Aux États-Unis, plus de 56 millions d’adultes nourrissent les oiseaux sauvages.
Pour beaucoup, remplir une mangeoire est un moyen courant d’entrer en contact avec les oiseaux et autres animaux sauvages. Mais les chercheurs en savent moins sur ce que cette interaction peut signifier pour les personnes qui la pratiquent.
Une étude menée par Virginia Tech auprès de personnes qui nourrissent des oiseaux aux États-Unis et au Canada a révélé que la plupart pensaient que nourrir et observer les oiseaux avait un effet positif sur leur bien-être. L’étude a également identifié trois façons dont les gens décrivent ce lien : à travers les émotions, l’engagement et le sentiment de sens.
Nourrir et observer les oiseaux est un moyen très significatif pour les gens de se connecter avec la nature, et les gens estiment que cela a des impacts positifs sur leur bien-être. »
Kelley Langhans, chercheuse à Virginia Tech et auteur principal de l’étude
La recherche a été publiée le 2 septembre dans Ambio. L’équipe de recherche comprenait des scientifiques du Cornell Lab of Ornithology, de l’Ohio State University, de la North Carolina State University, de la ZSL (Zoological Society of London) et d’un thérapeute.
Les chercheurs ont interrogé les participants au projet FeederWatch – des personnes qui soumettent leurs observations hivernales sur l’alimentation des oiseaux au Cornell Lab of Ornithology – avant et après la saison FeederWatch de six mois. Ils ont mesuré le bien-être à l’aide d’un questionnaire commun sur le bien-être mental et ont ensuite demandé aux participants de réfléchir à la manière dont l’alimentation et l’observation des oiseaux les avaient affectés.
À la fin de la saison, 95 % des personnes interrogées ont déclaré que nourrir et observer les oiseaux avait eu un effet positif sur leur bien-être. À titre de comparaison, 55 % ont déclaré que d’autres événements de leur vie ont eu un effet positif au cours de la même période.
Les émotions étaient la manière la plus courante pour les gens de ressentir que nourrir et observer les oiseaux avait un impact sur leur bien-être. Les gens ont décrit ressentir de la joie, de la gratitude, de l’espoir et du calme lorsqu’ils nourrissaient des oiseaux. Certains ont déclaré que l’observation des oiseaux les aidait à réduire le stress ou leur donnait quelque chose de positif sur lequel se concentrer pendant les périodes difficiles, comme une maladie ou un décès dans la famille.
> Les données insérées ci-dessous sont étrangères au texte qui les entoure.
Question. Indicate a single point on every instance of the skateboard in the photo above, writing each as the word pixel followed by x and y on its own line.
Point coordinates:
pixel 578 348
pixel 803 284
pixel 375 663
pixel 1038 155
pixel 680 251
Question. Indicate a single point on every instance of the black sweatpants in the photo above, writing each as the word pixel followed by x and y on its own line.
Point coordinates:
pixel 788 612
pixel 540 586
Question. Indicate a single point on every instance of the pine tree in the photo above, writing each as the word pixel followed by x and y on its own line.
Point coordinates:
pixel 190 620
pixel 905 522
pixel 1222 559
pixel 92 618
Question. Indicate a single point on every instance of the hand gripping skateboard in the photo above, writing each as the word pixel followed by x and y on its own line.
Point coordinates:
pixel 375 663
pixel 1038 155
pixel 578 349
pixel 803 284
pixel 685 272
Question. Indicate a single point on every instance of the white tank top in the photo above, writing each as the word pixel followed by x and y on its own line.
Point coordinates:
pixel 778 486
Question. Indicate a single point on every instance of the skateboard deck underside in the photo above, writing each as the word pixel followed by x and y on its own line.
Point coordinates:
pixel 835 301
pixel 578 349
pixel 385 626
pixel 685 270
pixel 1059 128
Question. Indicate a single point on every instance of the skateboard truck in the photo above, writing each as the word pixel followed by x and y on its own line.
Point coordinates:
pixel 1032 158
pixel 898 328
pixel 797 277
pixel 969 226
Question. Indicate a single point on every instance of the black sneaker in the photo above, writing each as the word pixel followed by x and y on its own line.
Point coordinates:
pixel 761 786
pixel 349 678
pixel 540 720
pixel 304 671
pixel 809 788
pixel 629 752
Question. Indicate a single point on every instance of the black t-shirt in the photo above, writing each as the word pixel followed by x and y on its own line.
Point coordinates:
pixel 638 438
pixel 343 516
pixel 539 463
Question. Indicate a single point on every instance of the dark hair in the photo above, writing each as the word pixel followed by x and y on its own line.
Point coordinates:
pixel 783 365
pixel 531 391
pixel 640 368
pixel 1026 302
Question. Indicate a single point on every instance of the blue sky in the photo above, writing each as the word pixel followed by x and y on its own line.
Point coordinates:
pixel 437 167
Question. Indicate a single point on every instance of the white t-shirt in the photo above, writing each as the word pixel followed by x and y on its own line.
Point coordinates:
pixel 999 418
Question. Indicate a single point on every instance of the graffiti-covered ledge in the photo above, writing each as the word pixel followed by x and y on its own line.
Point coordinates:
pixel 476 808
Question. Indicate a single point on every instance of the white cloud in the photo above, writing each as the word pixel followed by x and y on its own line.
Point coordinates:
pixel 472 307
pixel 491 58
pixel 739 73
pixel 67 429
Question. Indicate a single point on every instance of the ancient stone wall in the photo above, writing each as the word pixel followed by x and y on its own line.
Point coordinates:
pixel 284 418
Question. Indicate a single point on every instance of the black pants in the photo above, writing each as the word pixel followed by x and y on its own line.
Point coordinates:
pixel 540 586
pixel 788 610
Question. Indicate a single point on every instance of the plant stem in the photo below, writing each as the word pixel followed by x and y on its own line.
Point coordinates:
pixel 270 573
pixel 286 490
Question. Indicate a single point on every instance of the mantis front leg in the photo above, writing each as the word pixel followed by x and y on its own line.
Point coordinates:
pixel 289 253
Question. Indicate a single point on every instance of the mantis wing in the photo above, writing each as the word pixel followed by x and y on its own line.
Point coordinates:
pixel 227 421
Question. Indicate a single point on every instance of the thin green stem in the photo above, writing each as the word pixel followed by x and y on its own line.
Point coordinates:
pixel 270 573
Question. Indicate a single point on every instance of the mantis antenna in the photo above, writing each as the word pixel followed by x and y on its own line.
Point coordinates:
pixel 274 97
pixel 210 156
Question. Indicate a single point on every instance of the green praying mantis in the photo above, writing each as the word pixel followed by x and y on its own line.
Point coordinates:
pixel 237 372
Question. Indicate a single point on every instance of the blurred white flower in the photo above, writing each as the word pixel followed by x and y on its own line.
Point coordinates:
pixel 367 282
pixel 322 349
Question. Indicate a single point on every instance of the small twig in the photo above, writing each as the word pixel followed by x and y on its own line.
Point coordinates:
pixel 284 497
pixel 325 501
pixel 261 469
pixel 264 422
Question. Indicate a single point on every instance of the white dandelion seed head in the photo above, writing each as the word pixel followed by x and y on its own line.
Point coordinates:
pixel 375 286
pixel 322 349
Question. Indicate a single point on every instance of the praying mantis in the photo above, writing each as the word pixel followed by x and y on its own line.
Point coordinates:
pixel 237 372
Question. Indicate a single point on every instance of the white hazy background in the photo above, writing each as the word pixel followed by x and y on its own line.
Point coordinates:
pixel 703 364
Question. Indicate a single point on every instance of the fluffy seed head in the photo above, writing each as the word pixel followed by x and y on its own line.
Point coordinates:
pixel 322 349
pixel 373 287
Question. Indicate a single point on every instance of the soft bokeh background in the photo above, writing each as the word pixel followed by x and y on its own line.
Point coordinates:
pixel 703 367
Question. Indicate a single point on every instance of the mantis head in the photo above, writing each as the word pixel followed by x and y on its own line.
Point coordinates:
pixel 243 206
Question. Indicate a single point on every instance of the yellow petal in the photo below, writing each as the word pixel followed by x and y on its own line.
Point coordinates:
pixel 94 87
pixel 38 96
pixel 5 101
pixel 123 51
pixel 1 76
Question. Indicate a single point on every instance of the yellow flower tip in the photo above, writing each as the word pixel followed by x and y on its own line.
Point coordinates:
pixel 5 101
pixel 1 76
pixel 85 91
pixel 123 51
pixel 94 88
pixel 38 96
D’autres ont décrit leur engagement dans l’activité. Regarder les mangeoires a éveillé leur curiosité, retenu leur attention ou les a aidés à développer leurs compétences en matière d’identification des oiseaux.
Les gens ont également partagé le sentiment de sens qu’ils avaient acquis en participant à l’alimentation. Certaines personnes avaient l’impression d’aider les oiseaux ou de contribuer à la science grâce au projet FeederWatch. D’autres ont décrit un lien plus fort avec la nature ou avec les membres de leur famille qui observaient les oiseaux avec eux.
Les résultats approfondissent notre compréhension des impacts humains d’une activité qui peut à la fois bénéficier et créer des risques pour les oiseaux. Les mangeoires peuvent contribuer à la transmission de maladies, à la prédation et aux collisions avec les fenêtres, selon la manière dont elles sont gérées.
« Nous savons qu’il peut y avoir des risques, ainsi que des avantages, pour les oiseaux à se nourrir, mais nous savons également que cette activité peut être un moyen important pour les gens de se connecter avec la nature », a déclaré Ashley Dayer, professeur au Département de conservation des poissons et de la faune du Collège des ressources naturelles et de l’environnement. « Mieux comprendre ces impacts sur le bien-être humain nous aide à aider les agences chargées de la faune à adopter une approche plus mesurée et, plutôt que de rejeter l’alimentation des oiseaux, mais de réfléchir à la manière dont les gens peuvent nourrir les oiseaux de manière responsable tout en réduisant les risques pour la faune. »
« Nous encourageons les personnes qui souhaitent nourrir les oiseaux à consulter les conseils du projet FeederWatch et d’autres experts sur la manière de le faire en toute sécurité », a déclaré Langhans. « Des pratiques telles que le nettoyage régulier des mangeoires, le maintien des chats à l’intérieur et les fenêtres anti-collision peuvent faire beaucoup pour atténuer les risques pour les oiseaux. »
Ceux qui souhaitent apprendre peuvent consulter les lignes directrices du projet FeederWatch ici.
Le travail a été soutenu par la National Science Foundation et plus tard par le Fralin Life Sciences Institute de Virginia Tech.